Frequently asked questions
- What is the future value of ₹37,10,000 at 18% for 25 years?
- Under annual compounding (illustrative), maturity is about ₹23,25,00,608 with interest near ₹22,87,90,608. Actual mutual fund lumpsum returns are not guaranteed.
- Lumpsum vs SIP — which is better?
- Lumpsum deploys capital immediately; SIP spreads entries over time. Risk/return profiles differ — use both calculators for perspective.
- Is this mutual fund lumpsum calculator India specific?
- It uses rupee amounts and common search intent for Indian investors; returns are illustrative, not a fund quote.
- Does this include tax?
- No — capital gains tax rules vary by asset and holding period.
- Can I change the return assumption?
- Yes — rerun with a lower rate for conservative planning.
- Where can I explore more scenarios?
- Use the internal links below for nearby principals, tenures, and rates.
Internal linking — related lumpsum calculator pages
Explore nearby scenarios on EasyCal — each link opens a calculator page with matching inputs (programmatic SEO).
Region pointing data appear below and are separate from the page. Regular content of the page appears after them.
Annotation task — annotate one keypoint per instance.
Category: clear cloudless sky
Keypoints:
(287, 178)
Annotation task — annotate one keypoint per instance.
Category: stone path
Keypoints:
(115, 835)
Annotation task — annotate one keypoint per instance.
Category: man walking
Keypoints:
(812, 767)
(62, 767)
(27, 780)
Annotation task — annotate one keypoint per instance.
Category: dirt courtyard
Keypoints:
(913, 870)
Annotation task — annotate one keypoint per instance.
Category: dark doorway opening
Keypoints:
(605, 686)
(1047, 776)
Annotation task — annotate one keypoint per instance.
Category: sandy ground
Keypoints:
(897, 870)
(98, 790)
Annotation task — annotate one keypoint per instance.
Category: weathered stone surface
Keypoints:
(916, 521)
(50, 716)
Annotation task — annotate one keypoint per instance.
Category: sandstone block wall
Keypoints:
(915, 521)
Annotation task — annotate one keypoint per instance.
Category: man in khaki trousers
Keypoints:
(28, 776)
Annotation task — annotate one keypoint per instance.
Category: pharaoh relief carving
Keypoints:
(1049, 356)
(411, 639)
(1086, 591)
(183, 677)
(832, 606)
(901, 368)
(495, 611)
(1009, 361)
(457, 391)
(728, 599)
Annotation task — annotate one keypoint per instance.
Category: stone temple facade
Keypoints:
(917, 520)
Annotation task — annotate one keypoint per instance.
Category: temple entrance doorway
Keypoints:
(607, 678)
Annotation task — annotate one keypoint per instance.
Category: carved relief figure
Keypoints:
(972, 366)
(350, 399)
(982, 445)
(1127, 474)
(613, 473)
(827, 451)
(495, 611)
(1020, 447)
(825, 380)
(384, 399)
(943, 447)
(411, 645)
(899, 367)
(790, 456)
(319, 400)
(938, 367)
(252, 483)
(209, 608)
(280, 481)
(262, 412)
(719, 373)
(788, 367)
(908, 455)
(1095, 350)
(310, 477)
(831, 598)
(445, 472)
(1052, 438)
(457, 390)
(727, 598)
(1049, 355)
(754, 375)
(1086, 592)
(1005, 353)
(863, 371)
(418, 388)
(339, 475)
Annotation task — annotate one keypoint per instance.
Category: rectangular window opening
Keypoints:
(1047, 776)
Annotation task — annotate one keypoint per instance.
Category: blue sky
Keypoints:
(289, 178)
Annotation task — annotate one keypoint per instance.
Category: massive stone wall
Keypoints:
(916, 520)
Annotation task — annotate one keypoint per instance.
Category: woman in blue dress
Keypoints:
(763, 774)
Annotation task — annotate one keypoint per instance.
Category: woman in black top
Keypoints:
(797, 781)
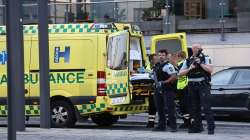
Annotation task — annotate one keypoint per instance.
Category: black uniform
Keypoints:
(199, 90)
(165, 100)
(184, 104)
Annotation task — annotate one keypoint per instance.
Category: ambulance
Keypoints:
(89, 73)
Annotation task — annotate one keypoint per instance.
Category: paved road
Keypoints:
(131, 128)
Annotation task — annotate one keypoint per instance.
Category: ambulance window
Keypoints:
(171, 45)
(135, 54)
(117, 52)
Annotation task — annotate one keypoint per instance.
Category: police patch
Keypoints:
(171, 69)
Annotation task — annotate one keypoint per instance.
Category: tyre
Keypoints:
(62, 114)
(104, 119)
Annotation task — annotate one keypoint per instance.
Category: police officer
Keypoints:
(152, 109)
(166, 75)
(182, 83)
(198, 68)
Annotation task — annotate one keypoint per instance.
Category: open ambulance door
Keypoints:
(117, 70)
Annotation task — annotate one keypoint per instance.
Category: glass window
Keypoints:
(172, 46)
(117, 52)
(223, 77)
(135, 54)
(243, 77)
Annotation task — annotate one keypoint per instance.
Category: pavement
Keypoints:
(128, 129)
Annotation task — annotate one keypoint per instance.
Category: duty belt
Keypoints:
(196, 79)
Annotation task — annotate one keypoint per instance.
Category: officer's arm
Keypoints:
(207, 65)
(172, 72)
(184, 69)
(171, 79)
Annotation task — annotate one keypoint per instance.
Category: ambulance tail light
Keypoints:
(101, 83)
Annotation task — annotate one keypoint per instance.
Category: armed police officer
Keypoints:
(165, 75)
(198, 68)
(183, 91)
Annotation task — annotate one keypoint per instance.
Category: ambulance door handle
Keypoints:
(90, 74)
(26, 91)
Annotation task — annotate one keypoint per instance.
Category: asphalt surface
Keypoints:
(128, 129)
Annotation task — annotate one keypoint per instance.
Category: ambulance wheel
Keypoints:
(62, 114)
(105, 119)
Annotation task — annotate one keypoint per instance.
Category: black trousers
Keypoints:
(151, 108)
(200, 97)
(165, 105)
(185, 105)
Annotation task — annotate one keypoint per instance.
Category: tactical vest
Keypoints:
(161, 75)
(182, 80)
(198, 72)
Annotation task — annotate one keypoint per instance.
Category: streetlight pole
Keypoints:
(15, 68)
(44, 64)
(222, 20)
- Lumpsum — 38.1 lakh · 25 years @ 18%
- Lumpsum — 39.1 lakh · 25 years @ 18%
- Lumpsum — 42.1 lakh · 25 years @ 18%
- Lumpsum — 47.1 lakh · 25 years @ 18%
- Lumpsum — 36.1 lakh · 25 years @ 18%
- Lumpsum — 35.1 lakh · 25 years @ 18%
- Lumpsum — 32.1 lakh · 25 years @ 18%
- Lumpsum — 52.1 lakh · 25 years @ 18%
- Lumpsum — 27.1 lakh · 25 years @ 18%
- Lumpsum — 37.1 lakh · 27 years @ 18%
Illustrative compounding only — not investment advice.